Biden-Harris Administration’s Crypto Crackdown Shuts Down Solvent Banks

The Biden administration’s financial regulators are tightening control over the banking industry, specifically targeting banks involved with cryptocurrency. Banks like Silvergate and Signature, which were solvent, have been forced out of business, raising concerns about government overreach and the crypto industry’s future in the U.S.

Silvergate Bank, a boutique bank that primarily serviced crypto businesses, was among the first to voluntarily liquidate. Many believe this was due to pressure from the Federal Reserve, which imposed strict limits on its crypto dealings.
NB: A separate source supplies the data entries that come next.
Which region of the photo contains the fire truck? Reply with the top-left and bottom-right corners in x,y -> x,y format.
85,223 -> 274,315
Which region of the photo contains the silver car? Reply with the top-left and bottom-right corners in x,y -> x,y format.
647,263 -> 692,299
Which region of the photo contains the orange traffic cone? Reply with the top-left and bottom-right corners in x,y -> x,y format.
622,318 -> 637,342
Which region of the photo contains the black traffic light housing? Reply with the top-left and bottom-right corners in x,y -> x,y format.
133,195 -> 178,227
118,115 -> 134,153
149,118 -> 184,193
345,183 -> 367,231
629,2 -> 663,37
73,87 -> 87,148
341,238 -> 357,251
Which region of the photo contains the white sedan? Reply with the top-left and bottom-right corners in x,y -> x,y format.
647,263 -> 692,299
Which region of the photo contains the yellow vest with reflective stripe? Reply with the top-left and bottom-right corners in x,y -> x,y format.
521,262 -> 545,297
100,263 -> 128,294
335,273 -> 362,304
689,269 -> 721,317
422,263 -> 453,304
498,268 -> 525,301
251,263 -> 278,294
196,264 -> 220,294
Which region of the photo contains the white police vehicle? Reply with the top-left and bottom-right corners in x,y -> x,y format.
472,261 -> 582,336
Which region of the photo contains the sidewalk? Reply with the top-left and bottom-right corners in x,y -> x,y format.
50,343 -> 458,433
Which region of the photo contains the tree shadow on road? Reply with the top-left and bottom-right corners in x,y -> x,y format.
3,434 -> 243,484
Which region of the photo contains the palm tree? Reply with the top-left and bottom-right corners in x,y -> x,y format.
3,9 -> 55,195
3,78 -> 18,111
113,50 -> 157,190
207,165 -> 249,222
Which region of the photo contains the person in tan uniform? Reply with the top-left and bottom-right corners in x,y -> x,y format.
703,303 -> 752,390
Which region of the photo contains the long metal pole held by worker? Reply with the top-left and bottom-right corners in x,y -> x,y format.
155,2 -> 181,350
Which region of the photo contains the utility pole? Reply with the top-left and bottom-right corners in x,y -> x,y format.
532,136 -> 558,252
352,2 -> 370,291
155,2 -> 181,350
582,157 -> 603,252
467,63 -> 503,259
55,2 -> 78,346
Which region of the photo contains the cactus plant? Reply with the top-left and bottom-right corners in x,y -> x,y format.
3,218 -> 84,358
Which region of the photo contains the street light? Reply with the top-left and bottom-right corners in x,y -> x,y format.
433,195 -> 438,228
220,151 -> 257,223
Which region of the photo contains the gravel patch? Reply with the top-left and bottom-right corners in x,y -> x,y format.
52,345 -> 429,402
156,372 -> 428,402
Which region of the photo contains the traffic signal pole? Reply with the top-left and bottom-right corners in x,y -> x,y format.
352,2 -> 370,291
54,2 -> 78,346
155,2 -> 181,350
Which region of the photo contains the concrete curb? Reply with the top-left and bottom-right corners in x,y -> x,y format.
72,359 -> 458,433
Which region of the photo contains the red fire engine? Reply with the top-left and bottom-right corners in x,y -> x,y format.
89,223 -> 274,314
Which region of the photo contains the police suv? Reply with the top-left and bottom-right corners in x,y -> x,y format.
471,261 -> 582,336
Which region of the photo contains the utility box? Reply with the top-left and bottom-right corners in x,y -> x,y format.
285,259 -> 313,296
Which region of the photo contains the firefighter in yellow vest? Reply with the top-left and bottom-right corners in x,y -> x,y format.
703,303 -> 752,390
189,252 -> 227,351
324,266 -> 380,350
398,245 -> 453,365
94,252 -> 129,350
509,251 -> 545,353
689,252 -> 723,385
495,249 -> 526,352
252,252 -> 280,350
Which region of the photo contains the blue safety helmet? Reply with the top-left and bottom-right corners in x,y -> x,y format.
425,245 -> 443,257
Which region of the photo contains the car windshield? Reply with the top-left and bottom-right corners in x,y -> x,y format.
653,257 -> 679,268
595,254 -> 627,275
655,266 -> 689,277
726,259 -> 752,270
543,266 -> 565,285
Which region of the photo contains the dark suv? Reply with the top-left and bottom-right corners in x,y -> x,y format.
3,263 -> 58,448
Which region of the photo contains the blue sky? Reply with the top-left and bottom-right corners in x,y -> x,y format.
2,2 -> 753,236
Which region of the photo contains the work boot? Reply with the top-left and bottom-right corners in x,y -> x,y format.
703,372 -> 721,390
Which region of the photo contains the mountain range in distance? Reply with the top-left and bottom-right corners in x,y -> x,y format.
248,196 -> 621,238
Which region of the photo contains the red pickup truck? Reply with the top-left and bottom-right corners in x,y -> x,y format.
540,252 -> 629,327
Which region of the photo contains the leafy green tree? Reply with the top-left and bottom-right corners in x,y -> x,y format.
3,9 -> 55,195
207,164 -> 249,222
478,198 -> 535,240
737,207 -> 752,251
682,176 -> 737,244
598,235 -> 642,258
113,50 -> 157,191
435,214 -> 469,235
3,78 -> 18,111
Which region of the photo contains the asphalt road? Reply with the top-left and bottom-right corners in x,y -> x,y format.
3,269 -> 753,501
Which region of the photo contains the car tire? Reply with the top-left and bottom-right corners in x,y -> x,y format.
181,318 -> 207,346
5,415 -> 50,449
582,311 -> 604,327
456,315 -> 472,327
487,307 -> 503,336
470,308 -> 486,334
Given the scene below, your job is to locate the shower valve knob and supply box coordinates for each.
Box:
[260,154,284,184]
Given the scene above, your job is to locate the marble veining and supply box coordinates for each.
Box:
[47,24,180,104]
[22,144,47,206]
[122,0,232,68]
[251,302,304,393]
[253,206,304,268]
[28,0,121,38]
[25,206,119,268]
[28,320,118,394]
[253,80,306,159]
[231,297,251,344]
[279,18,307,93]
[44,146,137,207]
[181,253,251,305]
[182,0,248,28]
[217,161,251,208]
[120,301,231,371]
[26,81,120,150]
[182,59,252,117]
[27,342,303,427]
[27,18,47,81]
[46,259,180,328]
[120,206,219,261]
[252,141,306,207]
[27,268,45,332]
Silvergate remained solvent even after major withdrawals following the collapse of FTX, but new guidelines made its business model unsustainable.

Critics argue that the Federal Reserve’s demands were unconstitutional, effectively driving Silvergate to shut down. “This is like telling Dunkin’ Donuts not to sell donuts,” said one analyst, referring to the restrictions that destroyed the bank’s ability to serve crypto clients.

According to testimony from former Silvergate executive Elaine Hetrick, the bank would have survived had it not been for the Fed’s interference. She confirmed that the bank remained stable after a series of withdrawals but couldn’t continue due to regulatory pressure. The Biden administration’s actions appear to be part of a broader effort to weaken crypto-related businesses.

Signature Bank, another casualty, was sold off with none of its crypto-related assets included in the sale. Many see this as further proof of a concerted effort by regulators to eliminate banks serving the crypto industry.

The controversy continues, with many calling out the Biden administration for targeting legal industries. As more evidence comes to light, critics demand accountability for what they call an illegal and unconstitutional campaign against crypto banking.